# box/chest proportions



## Pvt_Ryan (24 May 2011)

would a box/chest that is 330mm wide x 280mm deep x 330mm high be disproportionate?


----------



## SketchUp Guru (24 May 2011)

What are you going to put in it?

Here's a box drawn to those dimensions.


----------



## Pvt_Ryan (24 May 2011)

the front would be divided up into 3 sections
140mm - Very bottom drawer
140mm - Middle False drawer / space inside accessed from top
50mm - at the top, front of lid.

Its for cross stitching/sewing/knitting stuff for the missus.


----------



## SketchUp Guru (24 May 2011)

It would probably be alright. Would you put some feet under it?


----------



## Pvt_Ryan (24 May 2011)

I hadn't planned on doing so but it might make it nicer. 

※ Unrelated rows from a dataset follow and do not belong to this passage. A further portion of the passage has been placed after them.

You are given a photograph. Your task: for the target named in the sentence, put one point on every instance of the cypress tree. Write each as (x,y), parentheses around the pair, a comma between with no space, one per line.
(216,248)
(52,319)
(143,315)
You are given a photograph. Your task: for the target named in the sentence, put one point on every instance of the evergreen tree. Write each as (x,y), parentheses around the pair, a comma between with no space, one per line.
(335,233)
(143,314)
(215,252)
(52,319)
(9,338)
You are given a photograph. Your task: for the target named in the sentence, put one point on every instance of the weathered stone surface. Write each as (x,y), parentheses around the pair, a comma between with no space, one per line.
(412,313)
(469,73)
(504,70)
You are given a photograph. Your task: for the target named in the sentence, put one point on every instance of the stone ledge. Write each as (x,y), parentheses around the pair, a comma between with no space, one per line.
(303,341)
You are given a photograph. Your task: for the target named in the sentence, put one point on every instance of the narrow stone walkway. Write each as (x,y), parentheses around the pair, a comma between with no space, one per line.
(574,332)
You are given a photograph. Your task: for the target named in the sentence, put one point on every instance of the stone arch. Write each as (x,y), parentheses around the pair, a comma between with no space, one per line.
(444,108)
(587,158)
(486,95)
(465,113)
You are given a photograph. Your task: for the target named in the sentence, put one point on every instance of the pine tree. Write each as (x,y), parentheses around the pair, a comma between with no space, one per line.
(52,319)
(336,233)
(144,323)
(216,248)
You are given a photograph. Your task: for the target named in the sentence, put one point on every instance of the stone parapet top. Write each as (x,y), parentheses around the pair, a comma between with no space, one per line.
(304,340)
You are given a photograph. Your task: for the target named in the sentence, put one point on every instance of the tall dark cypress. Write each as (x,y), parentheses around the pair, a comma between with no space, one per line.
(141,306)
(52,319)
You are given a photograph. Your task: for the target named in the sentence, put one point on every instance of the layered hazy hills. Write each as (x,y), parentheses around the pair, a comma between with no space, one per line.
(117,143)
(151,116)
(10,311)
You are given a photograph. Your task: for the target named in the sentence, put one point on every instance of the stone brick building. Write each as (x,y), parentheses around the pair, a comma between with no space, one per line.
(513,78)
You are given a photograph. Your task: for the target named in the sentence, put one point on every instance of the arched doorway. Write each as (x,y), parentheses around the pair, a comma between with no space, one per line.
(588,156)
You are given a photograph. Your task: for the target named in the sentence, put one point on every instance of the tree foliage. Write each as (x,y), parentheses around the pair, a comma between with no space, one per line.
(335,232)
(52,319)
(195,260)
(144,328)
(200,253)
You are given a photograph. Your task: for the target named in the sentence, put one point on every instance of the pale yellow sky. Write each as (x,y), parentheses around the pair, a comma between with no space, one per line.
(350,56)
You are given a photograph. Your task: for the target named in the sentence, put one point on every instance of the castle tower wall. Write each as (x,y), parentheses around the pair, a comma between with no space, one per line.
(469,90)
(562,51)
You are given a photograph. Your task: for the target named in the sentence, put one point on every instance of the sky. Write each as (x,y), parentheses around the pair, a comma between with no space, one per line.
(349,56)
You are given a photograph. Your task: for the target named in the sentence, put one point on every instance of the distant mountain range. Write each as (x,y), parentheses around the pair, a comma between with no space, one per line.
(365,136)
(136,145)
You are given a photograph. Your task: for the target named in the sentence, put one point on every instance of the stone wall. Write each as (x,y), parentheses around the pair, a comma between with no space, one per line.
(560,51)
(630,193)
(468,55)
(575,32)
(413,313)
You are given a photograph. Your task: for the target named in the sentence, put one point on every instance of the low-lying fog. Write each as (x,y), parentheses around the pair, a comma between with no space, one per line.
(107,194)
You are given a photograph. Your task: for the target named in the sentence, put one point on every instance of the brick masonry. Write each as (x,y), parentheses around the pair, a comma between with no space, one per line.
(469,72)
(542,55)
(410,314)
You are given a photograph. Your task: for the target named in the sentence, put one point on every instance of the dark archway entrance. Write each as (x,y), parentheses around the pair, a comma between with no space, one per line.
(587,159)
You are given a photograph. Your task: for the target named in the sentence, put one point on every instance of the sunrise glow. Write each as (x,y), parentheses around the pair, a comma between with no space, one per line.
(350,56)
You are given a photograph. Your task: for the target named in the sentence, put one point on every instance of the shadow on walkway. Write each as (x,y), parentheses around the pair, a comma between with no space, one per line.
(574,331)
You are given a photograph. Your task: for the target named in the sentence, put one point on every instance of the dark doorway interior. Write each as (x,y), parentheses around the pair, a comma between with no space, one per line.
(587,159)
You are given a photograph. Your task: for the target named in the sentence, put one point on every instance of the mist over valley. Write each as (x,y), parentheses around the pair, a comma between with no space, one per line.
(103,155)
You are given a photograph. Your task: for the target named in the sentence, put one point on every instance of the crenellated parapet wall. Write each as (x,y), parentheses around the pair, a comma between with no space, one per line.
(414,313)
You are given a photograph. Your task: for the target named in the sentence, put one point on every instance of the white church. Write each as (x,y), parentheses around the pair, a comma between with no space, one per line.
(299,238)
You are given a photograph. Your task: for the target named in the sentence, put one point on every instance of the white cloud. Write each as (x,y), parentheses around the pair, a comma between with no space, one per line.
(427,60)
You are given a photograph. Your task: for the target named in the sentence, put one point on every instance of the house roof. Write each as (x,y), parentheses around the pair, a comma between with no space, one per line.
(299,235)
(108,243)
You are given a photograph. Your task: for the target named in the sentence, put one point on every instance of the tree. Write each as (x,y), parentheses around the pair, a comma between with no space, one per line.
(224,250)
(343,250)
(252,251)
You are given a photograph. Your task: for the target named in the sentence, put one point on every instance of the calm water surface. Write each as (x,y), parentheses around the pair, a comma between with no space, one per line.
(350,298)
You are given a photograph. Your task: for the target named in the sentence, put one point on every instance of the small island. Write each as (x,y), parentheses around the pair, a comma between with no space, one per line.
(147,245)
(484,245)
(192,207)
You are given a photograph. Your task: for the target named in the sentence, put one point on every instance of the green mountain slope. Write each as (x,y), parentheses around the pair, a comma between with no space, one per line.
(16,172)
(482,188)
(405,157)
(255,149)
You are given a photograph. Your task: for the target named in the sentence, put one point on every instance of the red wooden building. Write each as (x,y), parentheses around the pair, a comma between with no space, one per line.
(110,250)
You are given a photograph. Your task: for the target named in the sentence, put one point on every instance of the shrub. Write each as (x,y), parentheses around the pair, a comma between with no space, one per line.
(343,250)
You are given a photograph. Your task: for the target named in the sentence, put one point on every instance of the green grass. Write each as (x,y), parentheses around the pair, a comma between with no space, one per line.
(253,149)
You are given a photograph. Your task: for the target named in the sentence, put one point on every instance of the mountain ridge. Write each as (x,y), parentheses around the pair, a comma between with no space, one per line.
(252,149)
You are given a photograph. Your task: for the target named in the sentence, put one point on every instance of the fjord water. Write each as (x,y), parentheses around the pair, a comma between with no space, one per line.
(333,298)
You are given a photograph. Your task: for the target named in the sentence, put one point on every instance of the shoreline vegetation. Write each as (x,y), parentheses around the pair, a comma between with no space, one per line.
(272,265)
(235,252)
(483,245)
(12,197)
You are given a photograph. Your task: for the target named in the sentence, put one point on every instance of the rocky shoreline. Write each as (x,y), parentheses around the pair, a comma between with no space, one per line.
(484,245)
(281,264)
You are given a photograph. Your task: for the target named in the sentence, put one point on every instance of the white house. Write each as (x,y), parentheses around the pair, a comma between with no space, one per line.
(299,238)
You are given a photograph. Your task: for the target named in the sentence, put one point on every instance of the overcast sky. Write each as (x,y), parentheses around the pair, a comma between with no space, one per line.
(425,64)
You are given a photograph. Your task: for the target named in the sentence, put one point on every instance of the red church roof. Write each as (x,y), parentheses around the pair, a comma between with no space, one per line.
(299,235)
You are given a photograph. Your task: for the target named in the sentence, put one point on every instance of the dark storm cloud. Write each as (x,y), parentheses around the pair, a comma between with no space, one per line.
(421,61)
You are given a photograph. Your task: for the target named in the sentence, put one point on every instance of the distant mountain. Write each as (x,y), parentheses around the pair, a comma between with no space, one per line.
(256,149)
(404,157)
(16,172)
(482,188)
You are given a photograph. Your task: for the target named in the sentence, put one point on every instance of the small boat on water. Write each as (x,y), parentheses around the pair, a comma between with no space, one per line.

I was aiming for something based on this sort of layout (and wood except I was going with walnut & oak) 

http://lumberjocks.com/projects/2749


----------



## SketchUp Guru (24 May 2011)

That's nice although I think the dovetails are obese and chunky looking. Don't do the dovetails that way.


----------



## Pvt_Ryan (24 May 2011)

thanks for the help


----------



## Dodge (24 May 2011)

The bigger the chest the better in my opinion - OOOPs wrong forum   
:lol: :lol:


----------



## newt (18 Jun 2011)

Here is my 3 drawer sewing cabinet, the proportions are not that different to yours.




006 by pmhnewton, on Flickr

from another angle




005 by pmhnewton, on Flickr


----------



## Pvt_Ryan (29 Jun 2011)

Sorry for not replying sooner, I must have missed it. 

That cabinet is really nice, thanks for the pics.

Ryan


----------